当然,办起来之后,人们发现,当初的临时机构,不仅没有取消的可能,而且越办越大,总税务司也越办越红火,原来微不足道的关税,逐渐增加,也成为了朝廷的第三大收入。总税务司,最终变成了承包给外国人的一个政府机构。由于体制的缘故,这个机构从一开始,就挂在“外交机构”下面,而且任职时间最长的总税务司赫德,又长期跟清政府关系密切,包括跟政府要员个人关系密切。所以,半是因为体制的原因,半是因为承包者个人的原因,总税务司跟总理衙门难分彼此,跟各国公使过从甚密,频繁参与中国的外交决策和过程。在中国政府在欧洲各国设置使馆的时候,总税务司甚至通过派自己的人进去做翻译,掌握中外交涉的第一手资料,干的像是间谍的活计。反过来,总税务司的事务,却决不允许中国政府插手。各地分税务司,则跟各地的外国领事,尤其是英国领事来往多多。由于治外法权的存在,洋商在到达中国之时,必须告知本国的领事,所以,海关收税也必须跟领事打交道。作为洋人的税务司,出于个人的偏好,也喜欢跟领事保持密切的往来。
不管在李泰国还是赫德甚至清末的安格联时代,总税务司都是一个独立的封闭体系。不仅制度和规矩是外国的,连人员也是外国的,中国人顶多能做最底层的职员,针插不进,水泼不进。各地税务司,跟外国领事往来密切,却从来不买地方政府的账。
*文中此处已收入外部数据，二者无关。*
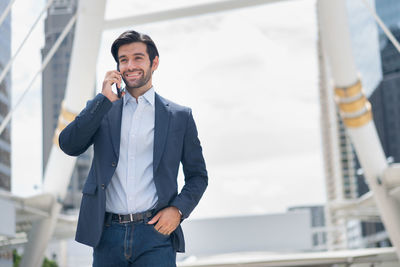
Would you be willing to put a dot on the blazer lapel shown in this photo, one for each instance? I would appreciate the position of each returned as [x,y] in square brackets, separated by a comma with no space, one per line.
[114,120]
[160,129]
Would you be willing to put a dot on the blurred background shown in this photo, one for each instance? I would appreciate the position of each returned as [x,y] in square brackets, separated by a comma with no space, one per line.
[252,76]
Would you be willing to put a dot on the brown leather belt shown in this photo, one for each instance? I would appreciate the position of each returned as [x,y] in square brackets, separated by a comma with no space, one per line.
[128,218]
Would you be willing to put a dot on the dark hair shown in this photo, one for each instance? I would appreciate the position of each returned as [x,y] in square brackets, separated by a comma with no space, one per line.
[132,37]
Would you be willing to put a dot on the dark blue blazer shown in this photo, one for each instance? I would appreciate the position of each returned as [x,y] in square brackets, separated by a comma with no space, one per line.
[175,141]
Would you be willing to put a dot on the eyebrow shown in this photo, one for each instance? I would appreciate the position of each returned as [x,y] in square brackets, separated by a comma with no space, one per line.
[136,54]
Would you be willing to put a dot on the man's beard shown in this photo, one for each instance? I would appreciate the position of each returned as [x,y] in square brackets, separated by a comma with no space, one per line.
[138,82]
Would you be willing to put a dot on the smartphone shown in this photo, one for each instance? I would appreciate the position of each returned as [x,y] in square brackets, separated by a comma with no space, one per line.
[122,88]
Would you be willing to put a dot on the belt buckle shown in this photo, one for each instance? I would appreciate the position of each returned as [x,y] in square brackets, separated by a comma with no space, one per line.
[122,221]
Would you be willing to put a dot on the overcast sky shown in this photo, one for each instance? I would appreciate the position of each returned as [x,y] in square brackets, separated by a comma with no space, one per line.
[251,79]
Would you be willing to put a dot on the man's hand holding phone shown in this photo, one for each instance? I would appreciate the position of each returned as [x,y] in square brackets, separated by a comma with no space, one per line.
[112,77]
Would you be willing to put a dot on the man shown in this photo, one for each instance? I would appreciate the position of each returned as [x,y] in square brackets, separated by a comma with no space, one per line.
[131,210]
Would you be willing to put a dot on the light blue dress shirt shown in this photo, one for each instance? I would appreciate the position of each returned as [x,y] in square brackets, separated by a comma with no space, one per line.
[132,187]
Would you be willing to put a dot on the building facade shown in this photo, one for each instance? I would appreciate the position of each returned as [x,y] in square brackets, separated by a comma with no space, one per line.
[5,100]
[54,80]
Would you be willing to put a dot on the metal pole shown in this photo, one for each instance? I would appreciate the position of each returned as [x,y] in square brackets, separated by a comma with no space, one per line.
[356,111]
[81,79]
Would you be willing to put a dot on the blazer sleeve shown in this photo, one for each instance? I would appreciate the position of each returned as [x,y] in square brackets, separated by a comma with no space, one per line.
[194,169]
[78,135]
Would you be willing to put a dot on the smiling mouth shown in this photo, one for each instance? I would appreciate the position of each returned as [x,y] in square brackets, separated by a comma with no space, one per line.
[135,74]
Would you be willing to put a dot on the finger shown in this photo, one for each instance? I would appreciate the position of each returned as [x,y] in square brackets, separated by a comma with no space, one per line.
[155,219]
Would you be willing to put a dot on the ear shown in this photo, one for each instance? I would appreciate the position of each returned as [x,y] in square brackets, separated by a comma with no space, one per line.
[155,64]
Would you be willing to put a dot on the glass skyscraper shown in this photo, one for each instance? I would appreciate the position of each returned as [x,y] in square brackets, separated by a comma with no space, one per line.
[5,100]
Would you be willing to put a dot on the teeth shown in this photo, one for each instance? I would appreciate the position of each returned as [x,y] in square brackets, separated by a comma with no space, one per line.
[134,74]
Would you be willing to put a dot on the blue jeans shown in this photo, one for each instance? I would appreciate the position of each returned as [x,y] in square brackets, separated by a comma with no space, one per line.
[134,245]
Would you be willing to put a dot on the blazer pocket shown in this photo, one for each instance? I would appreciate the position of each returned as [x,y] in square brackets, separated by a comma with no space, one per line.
[89,188]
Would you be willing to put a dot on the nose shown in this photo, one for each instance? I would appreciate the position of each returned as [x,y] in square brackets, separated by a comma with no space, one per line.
[131,65]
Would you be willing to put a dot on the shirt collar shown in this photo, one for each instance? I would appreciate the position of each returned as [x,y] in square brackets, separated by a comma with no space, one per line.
[149,96]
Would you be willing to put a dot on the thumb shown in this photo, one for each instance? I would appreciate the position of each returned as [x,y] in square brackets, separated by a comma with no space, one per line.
[155,219]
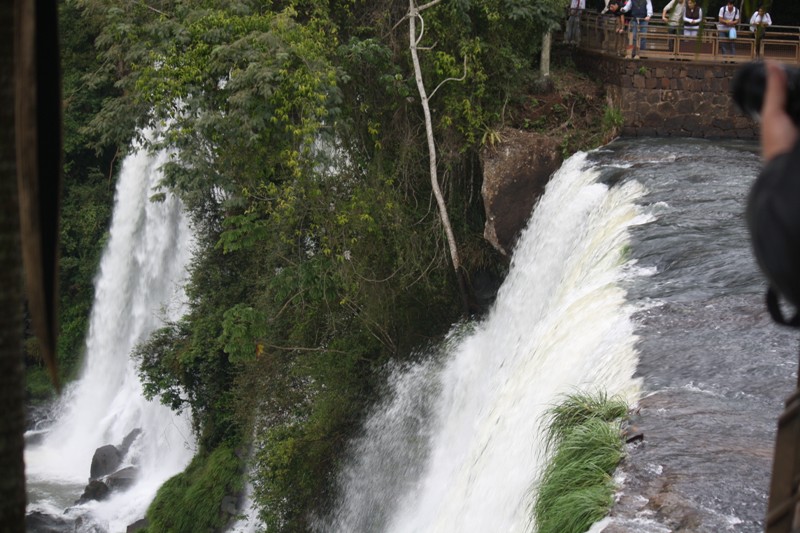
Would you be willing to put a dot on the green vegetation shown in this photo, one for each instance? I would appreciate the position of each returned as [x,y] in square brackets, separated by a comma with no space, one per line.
[301,156]
[182,503]
[586,445]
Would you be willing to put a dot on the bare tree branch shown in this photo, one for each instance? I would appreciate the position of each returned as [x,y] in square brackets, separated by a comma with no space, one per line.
[462,78]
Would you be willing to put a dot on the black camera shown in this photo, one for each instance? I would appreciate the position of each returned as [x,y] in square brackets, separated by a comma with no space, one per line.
[749,86]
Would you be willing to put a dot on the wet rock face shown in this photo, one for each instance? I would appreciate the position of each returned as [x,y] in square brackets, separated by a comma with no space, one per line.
[95,490]
[106,459]
[515,172]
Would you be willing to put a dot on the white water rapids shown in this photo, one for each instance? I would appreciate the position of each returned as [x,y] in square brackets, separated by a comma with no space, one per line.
[457,444]
[139,286]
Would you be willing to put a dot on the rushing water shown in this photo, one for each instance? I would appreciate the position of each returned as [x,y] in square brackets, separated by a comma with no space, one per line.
[454,447]
[634,276]
[139,286]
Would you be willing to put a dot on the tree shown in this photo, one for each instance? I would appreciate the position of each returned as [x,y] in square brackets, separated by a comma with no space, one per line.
[12,483]
[30,162]
[414,13]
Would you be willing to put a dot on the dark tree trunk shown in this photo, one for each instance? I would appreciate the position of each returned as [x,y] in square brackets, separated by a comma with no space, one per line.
[12,419]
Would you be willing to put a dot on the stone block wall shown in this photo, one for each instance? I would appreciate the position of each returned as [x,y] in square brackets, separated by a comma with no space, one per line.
[665,98]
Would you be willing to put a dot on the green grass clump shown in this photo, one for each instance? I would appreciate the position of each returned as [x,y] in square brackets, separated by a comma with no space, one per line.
[191,501]
[576,489]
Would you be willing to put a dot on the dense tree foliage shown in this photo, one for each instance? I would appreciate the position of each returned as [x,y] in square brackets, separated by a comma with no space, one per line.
[87,193]
[299,150]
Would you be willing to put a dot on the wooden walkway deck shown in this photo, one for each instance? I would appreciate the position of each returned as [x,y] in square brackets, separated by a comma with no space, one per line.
[781,43]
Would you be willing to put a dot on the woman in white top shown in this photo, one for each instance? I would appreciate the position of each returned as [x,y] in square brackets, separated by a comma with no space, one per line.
[692,18]
[760,20]
[758,23]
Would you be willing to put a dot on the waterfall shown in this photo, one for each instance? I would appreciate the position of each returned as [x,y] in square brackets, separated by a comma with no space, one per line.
[139,286]
[456,446]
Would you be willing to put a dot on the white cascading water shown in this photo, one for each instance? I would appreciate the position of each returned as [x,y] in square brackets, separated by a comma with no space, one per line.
[138,288]
[457,445]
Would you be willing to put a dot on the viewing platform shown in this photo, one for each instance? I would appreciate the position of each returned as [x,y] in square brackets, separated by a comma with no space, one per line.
[780,43]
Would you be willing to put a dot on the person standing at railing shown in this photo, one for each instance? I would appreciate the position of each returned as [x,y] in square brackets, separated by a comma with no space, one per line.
[573,35]
[673,16]
[758,24]
[639,12]
[726,27]
[692,18]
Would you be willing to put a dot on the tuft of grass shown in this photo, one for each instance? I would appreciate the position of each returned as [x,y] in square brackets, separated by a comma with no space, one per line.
[585,439]
[192,500]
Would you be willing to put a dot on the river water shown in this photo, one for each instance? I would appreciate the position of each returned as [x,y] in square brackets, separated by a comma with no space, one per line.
[634,276]
[715,369]
[455,446]
[138,289]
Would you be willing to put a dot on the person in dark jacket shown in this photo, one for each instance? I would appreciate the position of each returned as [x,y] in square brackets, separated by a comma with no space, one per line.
[773,205]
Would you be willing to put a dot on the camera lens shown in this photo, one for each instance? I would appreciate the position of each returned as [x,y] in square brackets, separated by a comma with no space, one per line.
[749,86]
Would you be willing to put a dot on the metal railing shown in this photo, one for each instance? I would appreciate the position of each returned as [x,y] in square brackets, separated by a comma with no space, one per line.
[781,43]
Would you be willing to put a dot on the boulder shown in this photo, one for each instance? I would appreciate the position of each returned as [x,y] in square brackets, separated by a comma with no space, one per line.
[121,479]
[38,522]
[128,440]
[106,460]
[515,172]
[95,490]
[138,525]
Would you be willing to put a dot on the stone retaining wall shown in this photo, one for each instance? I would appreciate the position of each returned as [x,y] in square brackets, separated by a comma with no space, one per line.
[665,98]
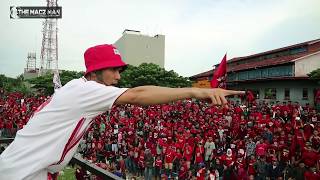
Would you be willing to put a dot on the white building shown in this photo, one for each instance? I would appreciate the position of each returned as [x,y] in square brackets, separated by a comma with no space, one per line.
[136,48]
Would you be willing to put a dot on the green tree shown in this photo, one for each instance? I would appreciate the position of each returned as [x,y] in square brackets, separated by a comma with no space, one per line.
[14,84]
[44,83]
[151,74]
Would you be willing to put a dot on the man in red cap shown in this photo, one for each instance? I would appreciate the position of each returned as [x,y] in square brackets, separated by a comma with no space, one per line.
[50,138]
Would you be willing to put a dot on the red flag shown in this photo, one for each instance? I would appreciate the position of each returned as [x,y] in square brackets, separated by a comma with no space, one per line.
[250,96]
[220,75]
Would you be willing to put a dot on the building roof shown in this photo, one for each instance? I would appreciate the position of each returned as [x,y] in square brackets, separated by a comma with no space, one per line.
[275,50]
[232,64]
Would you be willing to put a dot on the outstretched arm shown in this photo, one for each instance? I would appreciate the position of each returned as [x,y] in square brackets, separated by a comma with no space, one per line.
[150,95]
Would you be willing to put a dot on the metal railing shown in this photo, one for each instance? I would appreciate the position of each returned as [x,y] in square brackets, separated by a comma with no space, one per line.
[76,159]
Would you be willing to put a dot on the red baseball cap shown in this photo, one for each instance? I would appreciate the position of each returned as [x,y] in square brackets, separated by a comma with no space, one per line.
[101,57]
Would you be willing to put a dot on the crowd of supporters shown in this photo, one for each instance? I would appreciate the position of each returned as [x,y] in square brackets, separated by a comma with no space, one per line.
[191,140]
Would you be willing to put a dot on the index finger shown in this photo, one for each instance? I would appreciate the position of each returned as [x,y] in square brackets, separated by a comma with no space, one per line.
[232,92]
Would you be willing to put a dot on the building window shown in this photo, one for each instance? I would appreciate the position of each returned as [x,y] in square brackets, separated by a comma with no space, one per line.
[270,93]
[256,93]
[305,93]
[286,93]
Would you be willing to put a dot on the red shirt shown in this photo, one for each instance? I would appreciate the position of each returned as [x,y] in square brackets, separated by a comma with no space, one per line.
[158,163]
[261,149]
[309,157]
[311,176]
[169,156]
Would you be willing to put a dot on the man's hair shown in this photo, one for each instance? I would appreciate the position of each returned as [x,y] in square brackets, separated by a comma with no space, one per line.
[98,73]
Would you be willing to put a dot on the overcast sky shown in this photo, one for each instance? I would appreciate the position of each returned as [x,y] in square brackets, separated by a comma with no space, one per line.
[198,32]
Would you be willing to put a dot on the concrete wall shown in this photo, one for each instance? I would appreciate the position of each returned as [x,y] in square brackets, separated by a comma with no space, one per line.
[136,49]
[295,86]
[307,64]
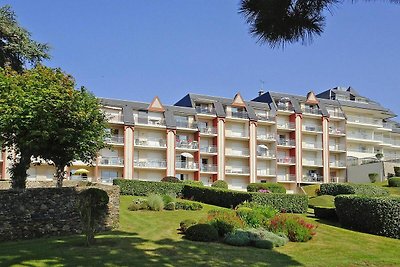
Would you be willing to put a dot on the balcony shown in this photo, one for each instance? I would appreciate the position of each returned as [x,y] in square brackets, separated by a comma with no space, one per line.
[266,172]
[150,164]
[187,165]
[230,133]
[311,162]
[312,128]
[111,161]
[286,125]
[208,149]
[286,142]
[207,111]
[114,139]
[183,144]
[337,164]
[312,178]
[149,121]
[208,168]
[285,160]
[208,130]
[237,170]
[151,142]
[266,137]
[286,178]
[308,145]
[233,152]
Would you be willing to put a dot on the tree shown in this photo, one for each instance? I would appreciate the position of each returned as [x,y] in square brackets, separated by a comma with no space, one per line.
[16,46]
[278,22]
[42,115]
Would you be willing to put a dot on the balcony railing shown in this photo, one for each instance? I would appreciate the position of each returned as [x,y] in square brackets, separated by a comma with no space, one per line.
[312,178]
[337,164]
[111,161]
[362,120]
[336,130]
[312,128]
[208,168]
[312,162]
[208,130]
[286,125]
[233,152]
[231,133]
[286,142]
[187,165]
[237,170]
[186,124]
[186,145]
[209,149]
[286,178]
[151,142]
[265,172]
[208,111]
[286,160]
[311,145]
[266,137]
[150,163]
[114,139]
[150,121]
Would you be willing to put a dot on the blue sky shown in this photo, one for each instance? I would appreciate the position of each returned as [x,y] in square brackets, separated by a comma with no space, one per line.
[135,50]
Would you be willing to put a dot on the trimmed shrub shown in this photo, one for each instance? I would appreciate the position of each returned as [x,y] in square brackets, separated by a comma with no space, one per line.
[144,188]
[373,177]
[294,227]
[220,184]
[374,215]
[180,205]
[185,224]
[327,213]
[272,187]
[202,232]
[170,179]
[230,199]
[225,221]
[358,189]
[394,182]
[155,202]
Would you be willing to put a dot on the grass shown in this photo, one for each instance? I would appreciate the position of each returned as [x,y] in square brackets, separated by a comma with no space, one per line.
[150,238]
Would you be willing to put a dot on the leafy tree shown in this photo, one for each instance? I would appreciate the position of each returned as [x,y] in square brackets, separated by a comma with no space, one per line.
[16,46]
[278,22]
[44,116]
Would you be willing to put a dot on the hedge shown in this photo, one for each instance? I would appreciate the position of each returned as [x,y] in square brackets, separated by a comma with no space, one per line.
[230,199]
[143,188]
[273,187]
[374,215]
[394,182]
[335,189]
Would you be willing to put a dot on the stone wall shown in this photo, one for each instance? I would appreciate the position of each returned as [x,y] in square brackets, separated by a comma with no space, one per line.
[37,212]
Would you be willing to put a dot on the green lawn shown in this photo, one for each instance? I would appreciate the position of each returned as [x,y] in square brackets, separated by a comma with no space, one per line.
[148,238]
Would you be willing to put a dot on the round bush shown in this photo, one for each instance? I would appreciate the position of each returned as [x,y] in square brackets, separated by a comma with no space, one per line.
[220,184]
[202,232]
[394,182]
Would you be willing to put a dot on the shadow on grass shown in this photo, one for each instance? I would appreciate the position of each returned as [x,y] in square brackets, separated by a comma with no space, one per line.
[118,248]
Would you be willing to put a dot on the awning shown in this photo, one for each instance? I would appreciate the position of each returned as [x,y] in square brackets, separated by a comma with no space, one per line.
[187,155]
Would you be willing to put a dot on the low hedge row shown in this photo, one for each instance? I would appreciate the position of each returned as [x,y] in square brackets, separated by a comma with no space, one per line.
[394,182]
[335,189]
[273,187]
[374,215]
[230,199]
[144,188]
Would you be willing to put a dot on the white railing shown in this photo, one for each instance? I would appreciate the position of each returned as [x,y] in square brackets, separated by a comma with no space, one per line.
[151,142]
[111,161]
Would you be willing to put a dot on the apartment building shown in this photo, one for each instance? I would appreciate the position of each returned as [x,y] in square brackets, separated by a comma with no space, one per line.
[275,137]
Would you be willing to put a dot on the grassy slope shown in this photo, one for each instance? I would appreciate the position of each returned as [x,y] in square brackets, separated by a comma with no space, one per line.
[150,239]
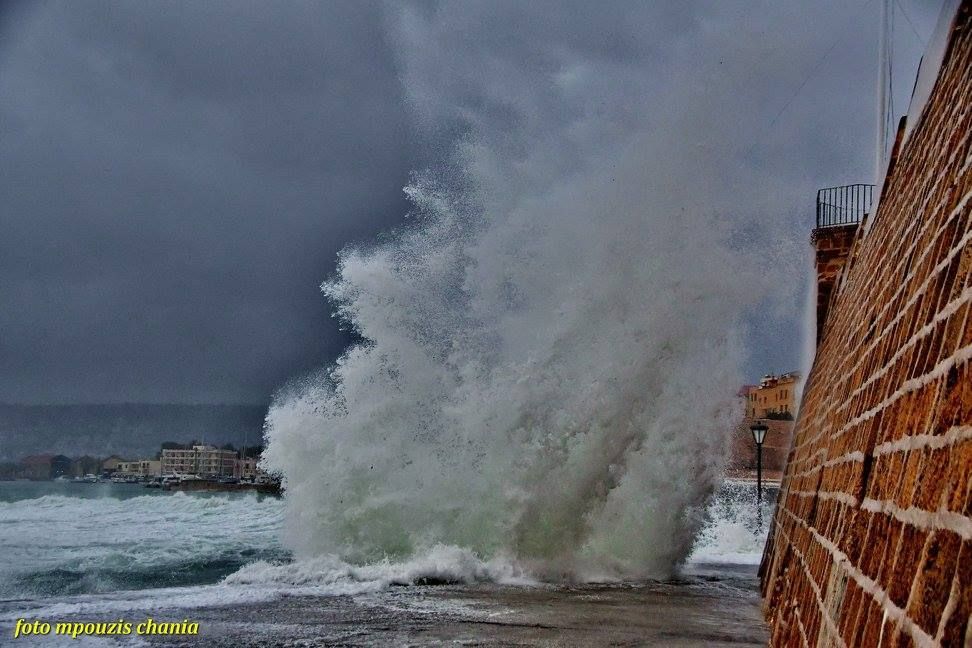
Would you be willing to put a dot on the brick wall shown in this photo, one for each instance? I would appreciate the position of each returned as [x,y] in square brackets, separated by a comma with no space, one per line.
[872,539]
[832,245]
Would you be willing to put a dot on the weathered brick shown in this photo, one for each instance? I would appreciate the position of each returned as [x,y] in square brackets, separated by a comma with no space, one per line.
[892,382]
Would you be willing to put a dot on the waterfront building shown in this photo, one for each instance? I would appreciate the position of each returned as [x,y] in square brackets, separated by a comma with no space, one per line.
[774,396]
[198,460]
[111,464]
[140,468]
[246,468]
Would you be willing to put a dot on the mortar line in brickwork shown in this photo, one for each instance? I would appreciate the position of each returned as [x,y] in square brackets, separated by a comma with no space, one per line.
[940,520]
[954,435]
[938,371]
[902,256]
[918,292]
[918,220]
[803,631]
[954,594]
[836,496]
[943,314]
[829,621]
[869,587]
[960,355]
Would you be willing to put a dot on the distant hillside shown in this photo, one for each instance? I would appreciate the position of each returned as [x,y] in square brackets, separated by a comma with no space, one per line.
[129,430]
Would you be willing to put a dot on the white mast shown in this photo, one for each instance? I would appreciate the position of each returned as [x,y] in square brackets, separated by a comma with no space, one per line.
[881,149]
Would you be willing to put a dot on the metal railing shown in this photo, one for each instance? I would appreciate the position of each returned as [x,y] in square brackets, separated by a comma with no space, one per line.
[844,205]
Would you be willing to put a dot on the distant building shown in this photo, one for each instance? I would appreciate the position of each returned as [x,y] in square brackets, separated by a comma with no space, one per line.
[140,468]
[246,468]
[199,460]
[85,465]
[36,466]
[60,466]
[111,464]
[773,396]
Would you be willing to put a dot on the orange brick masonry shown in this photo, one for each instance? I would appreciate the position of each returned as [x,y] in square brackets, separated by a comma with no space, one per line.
[872,539]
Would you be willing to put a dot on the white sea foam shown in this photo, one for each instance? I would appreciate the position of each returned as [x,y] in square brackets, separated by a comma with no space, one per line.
[57,544]
[550,356]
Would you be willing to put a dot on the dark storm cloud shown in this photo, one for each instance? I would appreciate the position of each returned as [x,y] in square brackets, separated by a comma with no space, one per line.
[177,177]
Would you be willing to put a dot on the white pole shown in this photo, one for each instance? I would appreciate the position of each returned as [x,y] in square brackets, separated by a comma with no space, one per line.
[880,153]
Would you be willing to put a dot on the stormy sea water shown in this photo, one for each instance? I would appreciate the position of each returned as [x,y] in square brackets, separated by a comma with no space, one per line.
[96,552]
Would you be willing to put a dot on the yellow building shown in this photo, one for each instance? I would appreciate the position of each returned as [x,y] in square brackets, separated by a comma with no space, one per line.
[774,396]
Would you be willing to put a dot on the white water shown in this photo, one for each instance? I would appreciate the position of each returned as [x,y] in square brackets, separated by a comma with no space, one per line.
[551,350]
[97,556]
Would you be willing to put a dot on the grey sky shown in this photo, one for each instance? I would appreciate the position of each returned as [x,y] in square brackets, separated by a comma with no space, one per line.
[177,178]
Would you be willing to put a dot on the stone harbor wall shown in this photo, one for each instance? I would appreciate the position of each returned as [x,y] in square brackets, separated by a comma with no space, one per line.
[871,543]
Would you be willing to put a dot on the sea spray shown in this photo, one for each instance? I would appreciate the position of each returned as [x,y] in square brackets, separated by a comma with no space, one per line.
[550,347]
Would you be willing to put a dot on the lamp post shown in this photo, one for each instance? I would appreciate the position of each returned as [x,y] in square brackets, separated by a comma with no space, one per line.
[758,428]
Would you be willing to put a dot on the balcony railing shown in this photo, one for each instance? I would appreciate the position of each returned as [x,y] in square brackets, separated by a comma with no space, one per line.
[843,205]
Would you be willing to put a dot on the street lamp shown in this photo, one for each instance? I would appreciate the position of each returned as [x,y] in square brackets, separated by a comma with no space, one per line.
[759,429]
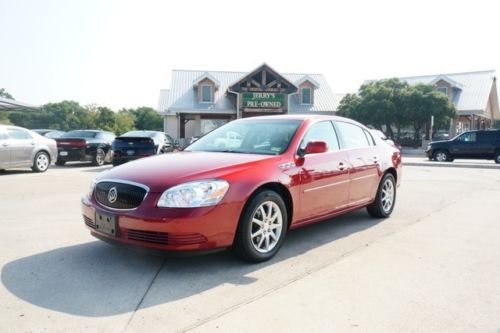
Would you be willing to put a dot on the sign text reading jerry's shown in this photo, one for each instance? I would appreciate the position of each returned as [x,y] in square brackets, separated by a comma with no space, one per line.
[263,100]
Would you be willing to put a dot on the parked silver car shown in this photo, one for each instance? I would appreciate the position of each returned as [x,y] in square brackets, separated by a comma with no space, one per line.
[20,147]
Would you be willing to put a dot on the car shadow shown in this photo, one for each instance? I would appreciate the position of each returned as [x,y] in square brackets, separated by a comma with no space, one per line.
[97,280]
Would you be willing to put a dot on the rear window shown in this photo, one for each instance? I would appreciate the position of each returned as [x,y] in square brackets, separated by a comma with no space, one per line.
[353,136]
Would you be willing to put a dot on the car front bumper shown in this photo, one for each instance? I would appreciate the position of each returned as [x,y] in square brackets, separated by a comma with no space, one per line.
[167,229]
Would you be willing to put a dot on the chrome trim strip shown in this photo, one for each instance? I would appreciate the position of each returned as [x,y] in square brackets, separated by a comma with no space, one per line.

由于这么大一笔收入地方政府不能染指,而且随着清政府中央集权的努力深化,税务司的手,逐渐借厘金的抵押问题,伸到向由地方管理的厘金领域,所以,清政府的地方大员,几乎都对税务司表示了强烈的反感和不满。但是,他们对于这种得到中央政府和列强双重加持的机构,却也只能徒呼奈何。这样的机构,你说它是中国政府的吧,它却对保障列强在华的利益更有兴趣,尽管这个兴趣,大体上能限制在它业务范围之内。你说它是列强代理人吧,它又的确在为中国政府工作,中国的关税和盐税,如果不是归它管理的话,绝对不可能有这样的效率,有如此大项的收益。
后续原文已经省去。